Just a few of the headlines (emphasis mine):

‘Sask. government walks back cuts to grants-in-lieu for some municipalities’ (CBC).

“Trump walks back Giuliani: ‘He’ll get his facts straight” (CNN).

‘U.S. trade advisor Peter Navarro walks back ‘special place in hell’ comment about Justin Trudeau’ (Financial Review).

What’s with all this ‘walking back’? I must be new to the English language because it seems like this is an expression I’ve only been hearing in the last few months.

What is walking back anyway? What does walking back even mean? And where did it come from? More importantly, why haven’t I heard of it until the last few months? I don’t recall being in a coma or getting caught in a time warp, so how did I miss it? And if I was in a time warp, would I even know? And did I go forward, back or just stand still in time? Did I age while in the time warp? Was it aliens who did it to me? What else did the aliens suck out of my brain besides my ability to dance and do math? I must have time warped during the ’80s because they’re pretty much a blur…

Anyway, concerned as I was about the time warp thing, I decided to look instead for the earliest use of the term.

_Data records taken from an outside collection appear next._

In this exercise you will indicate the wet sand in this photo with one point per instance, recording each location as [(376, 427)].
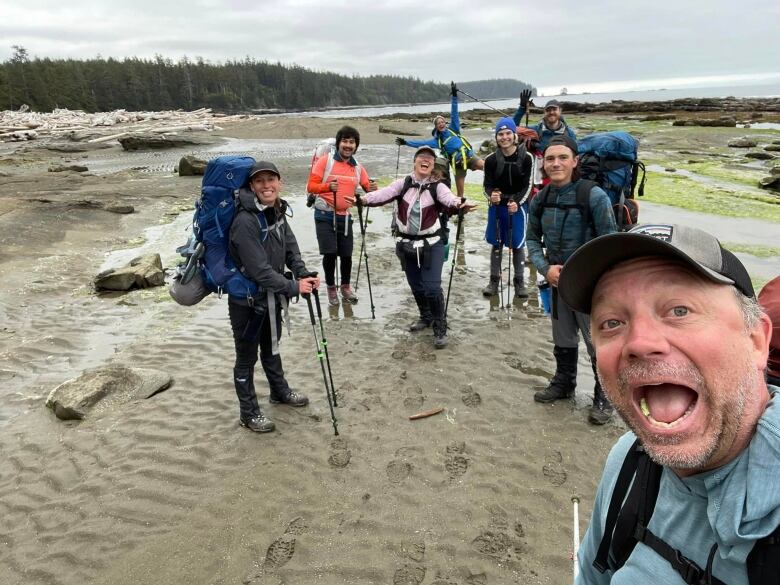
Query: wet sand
[(170, 490)]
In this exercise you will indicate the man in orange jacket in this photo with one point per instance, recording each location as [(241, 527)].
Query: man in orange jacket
[(335, 179)]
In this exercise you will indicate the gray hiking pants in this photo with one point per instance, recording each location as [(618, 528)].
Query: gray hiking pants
[(568, 323)]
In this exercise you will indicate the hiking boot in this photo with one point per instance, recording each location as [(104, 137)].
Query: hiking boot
[(564, 381), (333, 296), (347, 294), (258, 424), (426, 318), (291, 398), (439, 321), (601, 410), (491, 289)]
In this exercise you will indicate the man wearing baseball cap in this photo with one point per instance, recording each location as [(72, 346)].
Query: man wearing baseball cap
[(552, 124), (682, 348), (562, 217)]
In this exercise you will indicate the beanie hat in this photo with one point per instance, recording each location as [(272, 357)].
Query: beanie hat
[(505, 124)]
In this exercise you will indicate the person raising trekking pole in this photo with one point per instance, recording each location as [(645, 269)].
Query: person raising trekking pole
[(335, 179), (507, 184), (262, 244), (448, 139), (562, 217), (553, 123), (419, 244)]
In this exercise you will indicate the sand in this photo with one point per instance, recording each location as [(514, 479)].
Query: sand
[(170, 490)]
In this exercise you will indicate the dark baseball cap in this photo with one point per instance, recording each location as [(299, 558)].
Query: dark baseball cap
[(263, 165), (698, 250), (562, 140)]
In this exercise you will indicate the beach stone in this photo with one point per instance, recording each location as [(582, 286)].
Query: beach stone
[(63, 168), (142, 272), (155, 141), (760, 155), (191, 166), (743, 142), (74, 399)]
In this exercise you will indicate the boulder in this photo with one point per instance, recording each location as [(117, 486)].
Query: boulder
[(63, 168), (142, 272), (743, 142), (760, 155), (155, 141), (191, 166), (74, 399)]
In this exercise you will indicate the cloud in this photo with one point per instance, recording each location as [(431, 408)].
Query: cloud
[(566, 43)]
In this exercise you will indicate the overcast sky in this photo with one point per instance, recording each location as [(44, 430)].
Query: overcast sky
[(550, 44)]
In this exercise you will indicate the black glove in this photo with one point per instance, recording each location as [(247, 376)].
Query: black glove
[(525, 97)]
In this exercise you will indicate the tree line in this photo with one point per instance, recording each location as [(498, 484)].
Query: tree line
[(97, 85)]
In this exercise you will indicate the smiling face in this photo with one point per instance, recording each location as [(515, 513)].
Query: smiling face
[(423, 165), (559, 164), (347, 147), (678, 362), (266, 186)]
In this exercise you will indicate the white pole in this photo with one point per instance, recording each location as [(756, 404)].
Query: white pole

The best I could find was an historical reference used in 2007 but I’m told the earliest use was more likely in 2000. Still, why do people use the term ‘walk back’? I needed to know because all the cool politicians are using it.

So I looked up some dictionary definitions. One reminded me that walking back meant using legs and steps to return to a place where I had been previously. Warmer, but not what I was after…

More helpful was Merriam-Webster, ‘… to retreat from or distance oneself from (a previously stated opinion or position)’ as was Oxford Dictionary’s wording, ‘Retract a statement or reverse an action or decision.’

So, if I’m clear about this – and I think I am – walking back is a way of saying ‘I made a mistake’, or ‘I am sorry’ or ‘I was wrong’. Walking back is what you do when you get caught. It’s a way of being apologetic without being crass … or apologetic.

Come to think of it, this will make it a lot easier to be married! Instead of saying ‘I’m sorry, I was wrong’ I can just say, ‘I walk that back’. Just feels nicer, easier.

Or when I steal a parking spot from an elderly woman, ‘Oops, it’s okay old lady, I’ll walk that back when I finish shopping!’

I see now that ‘walking back’ has lot’s of potential. It’s sure better than being wrong or sorry … at least that’s how I see it.

But of course that’s the point. It might be just my perception but it seems like ‘walking back’ is easier than being wrong; a cleaner, gentler, more civilized way of fixing things when we are actually dirty and selfish. I cynically suspect that’s why politicians have latched on to it.

However I suspect walking back is easier to say than it is to do because of our idol of pride.

Early in the New Testament book of Matthew we find a man named John helping people to embrace ‘I’m sorry’ or the more theological word repentance. He is confronted by – you guessed it – self-righteous religious people who John refers to as ‘vipers’ (not how to make friends, John).

He then challenges them strongly saying, ‘Produce fruit in keeping with repentance.’ In other words, acting piously (and saying you’re sorry) is empty if you don’t back it up with your actions.

The original ancient word for repentance is metanoeó meaning to change one’s mind. But even better, it’s from a root word, metá, which means “changed after being with”. Think about it – changed after being with…

Hmm. In my experience, a true ‘I’m sorry’ only comes from my heart when I’m with someone; looking into the eyes of the person I’m apologizing to. When I choose to be close with the person I actually see how my words and attitude are wrong and how my selfishness has cut and trivialized someone else. That’s when an apology, or walking back, becomes life-giving.

Speaking as a grizzled veteran of many ‘I’m sorry’ and related walk backs, there is nothing quite like being wrong and owning up to it. To admit that I’m messy and not perfect is actually quite freeing – I see myself more clearly and don’t have to protect, guard, manipulate, word-craft, dominate, sidestep, make excuses… We can only grow through the hard exercise of coming to terms with our own wrongness.

Whether it’s another person or God himself, when I’m truly with them is when my heart and actions can follow my words and the ‘I’m sorry’ takes on it’s intended beauty and potential.